Het gebied tussen Kola en de Karazee, waar de noordreizen zich grotendeels afspeelden.

Er volgde een moeizame terugtocht met zeer koud en stormachtig weer, waarbij soms de zeilen bevroren en op het einde van de maand ook nog scheurbuik uitbrak. Van Linschoten weet het aan de kou en 'quade vochtigheden'. Op de 8e oktober werd de Noordkaap gerond in een dichte sneeuwjacht, en de 10e zag Van Linschoten op een heldere nacht vanaf een ondergesneeuwde Hoop het 'noorder-vluys'. De 23e kwamen de eerste haringbuizen op de Doggersbank in zicht en op de 26e ankerde de Hoop bij Texel, na een tocht van bijna vier maanden, met de meeste matrozen ziek van de scheurbuik en andere kwalen. De vloot was onderweg verspreid geraakt. Nay was met de Griffioen al op de 15e gearriveerd en Barentsz kwam met de Windhond pas in november aan.

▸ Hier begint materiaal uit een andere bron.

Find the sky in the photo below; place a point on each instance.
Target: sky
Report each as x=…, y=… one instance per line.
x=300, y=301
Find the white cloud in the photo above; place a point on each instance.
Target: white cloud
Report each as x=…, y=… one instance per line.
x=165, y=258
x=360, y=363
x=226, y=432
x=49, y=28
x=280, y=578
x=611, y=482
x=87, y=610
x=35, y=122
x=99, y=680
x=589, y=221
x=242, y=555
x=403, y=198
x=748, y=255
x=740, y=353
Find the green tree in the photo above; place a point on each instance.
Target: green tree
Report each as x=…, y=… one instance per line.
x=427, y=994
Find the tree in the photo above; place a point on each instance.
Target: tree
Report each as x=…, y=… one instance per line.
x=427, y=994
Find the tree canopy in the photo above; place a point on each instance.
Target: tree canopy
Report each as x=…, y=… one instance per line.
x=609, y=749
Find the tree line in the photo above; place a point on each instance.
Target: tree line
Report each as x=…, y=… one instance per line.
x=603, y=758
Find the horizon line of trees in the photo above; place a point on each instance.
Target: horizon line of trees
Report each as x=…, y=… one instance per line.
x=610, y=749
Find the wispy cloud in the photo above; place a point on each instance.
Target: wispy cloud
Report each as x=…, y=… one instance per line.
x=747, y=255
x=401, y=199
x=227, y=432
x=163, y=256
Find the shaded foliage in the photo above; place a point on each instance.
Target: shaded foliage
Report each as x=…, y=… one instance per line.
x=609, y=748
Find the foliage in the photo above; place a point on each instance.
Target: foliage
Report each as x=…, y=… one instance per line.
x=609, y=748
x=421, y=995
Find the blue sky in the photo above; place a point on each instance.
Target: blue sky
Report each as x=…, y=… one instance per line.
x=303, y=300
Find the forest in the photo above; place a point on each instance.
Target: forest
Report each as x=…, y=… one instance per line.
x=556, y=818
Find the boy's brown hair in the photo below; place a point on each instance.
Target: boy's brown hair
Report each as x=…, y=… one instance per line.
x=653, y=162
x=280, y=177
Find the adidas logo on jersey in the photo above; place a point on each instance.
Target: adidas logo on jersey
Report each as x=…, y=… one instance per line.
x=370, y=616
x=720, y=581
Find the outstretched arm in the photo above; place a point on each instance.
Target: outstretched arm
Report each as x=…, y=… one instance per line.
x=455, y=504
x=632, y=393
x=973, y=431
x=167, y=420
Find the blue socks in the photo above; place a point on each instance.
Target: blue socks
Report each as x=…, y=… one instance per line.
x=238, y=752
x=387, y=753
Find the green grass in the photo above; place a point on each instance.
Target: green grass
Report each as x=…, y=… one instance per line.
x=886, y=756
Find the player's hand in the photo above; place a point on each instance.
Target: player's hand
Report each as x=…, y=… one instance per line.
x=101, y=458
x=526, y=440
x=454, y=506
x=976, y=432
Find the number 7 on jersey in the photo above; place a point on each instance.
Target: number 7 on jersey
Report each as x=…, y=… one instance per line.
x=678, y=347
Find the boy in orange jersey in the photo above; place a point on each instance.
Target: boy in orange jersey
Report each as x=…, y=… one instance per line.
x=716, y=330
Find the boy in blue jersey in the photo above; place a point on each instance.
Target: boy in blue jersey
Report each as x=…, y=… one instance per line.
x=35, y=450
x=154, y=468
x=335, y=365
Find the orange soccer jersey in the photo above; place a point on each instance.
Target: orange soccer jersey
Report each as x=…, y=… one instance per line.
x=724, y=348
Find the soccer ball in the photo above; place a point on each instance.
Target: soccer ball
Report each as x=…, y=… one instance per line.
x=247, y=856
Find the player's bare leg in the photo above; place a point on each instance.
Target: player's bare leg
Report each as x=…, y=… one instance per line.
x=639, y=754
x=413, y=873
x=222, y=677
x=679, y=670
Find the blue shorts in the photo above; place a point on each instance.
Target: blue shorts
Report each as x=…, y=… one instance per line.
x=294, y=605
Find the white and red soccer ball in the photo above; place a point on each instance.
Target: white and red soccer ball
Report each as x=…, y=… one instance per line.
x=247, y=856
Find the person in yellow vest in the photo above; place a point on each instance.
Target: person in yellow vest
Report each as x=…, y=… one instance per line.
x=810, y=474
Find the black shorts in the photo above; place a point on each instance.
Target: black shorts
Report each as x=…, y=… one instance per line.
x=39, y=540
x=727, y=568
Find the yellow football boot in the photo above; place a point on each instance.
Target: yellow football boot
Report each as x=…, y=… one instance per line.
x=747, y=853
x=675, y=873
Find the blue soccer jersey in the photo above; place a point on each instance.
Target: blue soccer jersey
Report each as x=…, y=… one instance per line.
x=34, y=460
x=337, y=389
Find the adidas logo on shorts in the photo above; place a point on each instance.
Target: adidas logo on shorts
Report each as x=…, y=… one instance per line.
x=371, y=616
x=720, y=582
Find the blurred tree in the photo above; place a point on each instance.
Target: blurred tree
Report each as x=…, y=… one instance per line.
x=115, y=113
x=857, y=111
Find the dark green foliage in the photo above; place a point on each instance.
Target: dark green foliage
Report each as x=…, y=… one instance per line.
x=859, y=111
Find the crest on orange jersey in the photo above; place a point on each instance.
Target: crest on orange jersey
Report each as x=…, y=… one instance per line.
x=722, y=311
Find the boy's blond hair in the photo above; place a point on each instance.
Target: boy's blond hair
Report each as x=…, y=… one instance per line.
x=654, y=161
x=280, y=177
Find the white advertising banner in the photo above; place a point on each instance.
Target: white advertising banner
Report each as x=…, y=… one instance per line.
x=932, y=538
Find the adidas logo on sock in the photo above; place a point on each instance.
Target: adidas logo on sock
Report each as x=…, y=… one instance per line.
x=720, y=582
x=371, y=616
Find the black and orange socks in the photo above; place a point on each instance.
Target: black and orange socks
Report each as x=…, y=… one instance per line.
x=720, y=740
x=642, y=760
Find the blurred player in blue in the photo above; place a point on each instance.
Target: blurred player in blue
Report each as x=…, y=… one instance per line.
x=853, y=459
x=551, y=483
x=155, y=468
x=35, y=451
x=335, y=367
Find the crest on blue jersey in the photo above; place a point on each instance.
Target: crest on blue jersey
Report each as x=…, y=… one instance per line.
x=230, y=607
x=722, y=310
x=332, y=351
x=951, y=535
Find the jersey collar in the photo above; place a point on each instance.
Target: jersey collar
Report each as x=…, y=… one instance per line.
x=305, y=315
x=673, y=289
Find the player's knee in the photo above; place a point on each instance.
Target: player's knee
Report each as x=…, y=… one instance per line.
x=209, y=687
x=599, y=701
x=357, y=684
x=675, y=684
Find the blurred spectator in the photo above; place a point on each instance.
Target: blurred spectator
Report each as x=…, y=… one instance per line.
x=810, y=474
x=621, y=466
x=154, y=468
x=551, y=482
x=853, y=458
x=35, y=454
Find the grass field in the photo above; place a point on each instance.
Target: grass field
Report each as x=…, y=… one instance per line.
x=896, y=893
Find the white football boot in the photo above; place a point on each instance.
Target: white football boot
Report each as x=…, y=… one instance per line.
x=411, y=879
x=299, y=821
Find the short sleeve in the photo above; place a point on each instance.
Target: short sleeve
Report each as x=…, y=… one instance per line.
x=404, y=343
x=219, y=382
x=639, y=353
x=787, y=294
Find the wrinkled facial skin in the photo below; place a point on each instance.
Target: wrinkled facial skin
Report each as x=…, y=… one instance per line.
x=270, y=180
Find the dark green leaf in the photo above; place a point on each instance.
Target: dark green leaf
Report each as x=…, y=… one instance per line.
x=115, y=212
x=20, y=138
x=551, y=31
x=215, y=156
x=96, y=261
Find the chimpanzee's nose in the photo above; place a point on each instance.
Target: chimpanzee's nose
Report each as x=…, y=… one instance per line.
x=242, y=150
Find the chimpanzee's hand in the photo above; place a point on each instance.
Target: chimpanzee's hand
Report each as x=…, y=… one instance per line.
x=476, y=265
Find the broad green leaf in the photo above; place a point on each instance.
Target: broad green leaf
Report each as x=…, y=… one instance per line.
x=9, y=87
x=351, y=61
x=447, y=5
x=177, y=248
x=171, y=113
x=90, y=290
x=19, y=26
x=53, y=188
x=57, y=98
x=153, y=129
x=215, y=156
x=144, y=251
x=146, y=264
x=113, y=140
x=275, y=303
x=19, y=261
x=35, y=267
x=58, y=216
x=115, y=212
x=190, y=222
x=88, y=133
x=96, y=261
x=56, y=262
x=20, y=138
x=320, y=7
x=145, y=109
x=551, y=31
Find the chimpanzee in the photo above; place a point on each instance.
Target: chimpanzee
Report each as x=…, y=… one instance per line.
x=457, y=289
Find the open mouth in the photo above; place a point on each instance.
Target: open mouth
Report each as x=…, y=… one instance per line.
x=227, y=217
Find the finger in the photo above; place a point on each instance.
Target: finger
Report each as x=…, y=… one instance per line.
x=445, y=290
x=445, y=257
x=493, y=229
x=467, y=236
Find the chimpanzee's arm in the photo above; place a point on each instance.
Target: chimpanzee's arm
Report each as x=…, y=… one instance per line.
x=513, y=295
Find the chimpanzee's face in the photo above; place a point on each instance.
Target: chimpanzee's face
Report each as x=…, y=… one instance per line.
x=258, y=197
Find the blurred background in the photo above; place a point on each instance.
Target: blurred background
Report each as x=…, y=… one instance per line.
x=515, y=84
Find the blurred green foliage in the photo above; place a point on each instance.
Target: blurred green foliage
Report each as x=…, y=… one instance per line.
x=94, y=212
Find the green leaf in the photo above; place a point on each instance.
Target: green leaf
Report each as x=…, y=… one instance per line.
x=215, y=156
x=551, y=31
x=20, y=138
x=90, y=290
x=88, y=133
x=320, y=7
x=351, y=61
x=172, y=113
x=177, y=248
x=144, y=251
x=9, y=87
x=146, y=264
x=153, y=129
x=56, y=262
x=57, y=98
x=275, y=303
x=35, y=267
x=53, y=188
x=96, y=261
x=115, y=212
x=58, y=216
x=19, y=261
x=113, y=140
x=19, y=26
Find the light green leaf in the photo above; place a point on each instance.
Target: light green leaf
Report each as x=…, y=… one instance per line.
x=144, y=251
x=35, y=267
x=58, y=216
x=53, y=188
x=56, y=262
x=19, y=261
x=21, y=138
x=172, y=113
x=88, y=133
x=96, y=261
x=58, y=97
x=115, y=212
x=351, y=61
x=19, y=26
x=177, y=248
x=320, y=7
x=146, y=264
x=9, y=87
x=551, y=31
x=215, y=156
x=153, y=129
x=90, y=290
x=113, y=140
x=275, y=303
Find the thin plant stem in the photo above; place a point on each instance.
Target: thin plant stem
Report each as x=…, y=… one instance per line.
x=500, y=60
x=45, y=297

Van Linschoten bleef geloven in het bestaan van de noordoostroute naar China, en weet de mislukking van de tocht aan een uitzonderlijk zware en lange winter in het vorige jaar, die voor veel ijsvorming had gezorgd. Onder betere omstandigheden en eenmaal voorbij de monding van de Ob, zo ver als de eerste noordreis was gekomen, 'is gheen twijffel aen of de Vaert is van daer voort aen, goet en onverhindert', schreef hij in zijn conclusie. Hij benadrukte nogmaals hoe belangrijk het was om vroeg in het jaar te vertrekken, en bood zijn diensten weer aan voor een volgende expeditie. Op 20 mei 1597 kreeg hij toestemming om zijn journalen te publiceren, om ook anderen te 'verwecken en aen te locken tot voorder ondersoeckinge. Waer mede ick my alle moeyten ende perijckelen voor genoech vergolden sal houden'.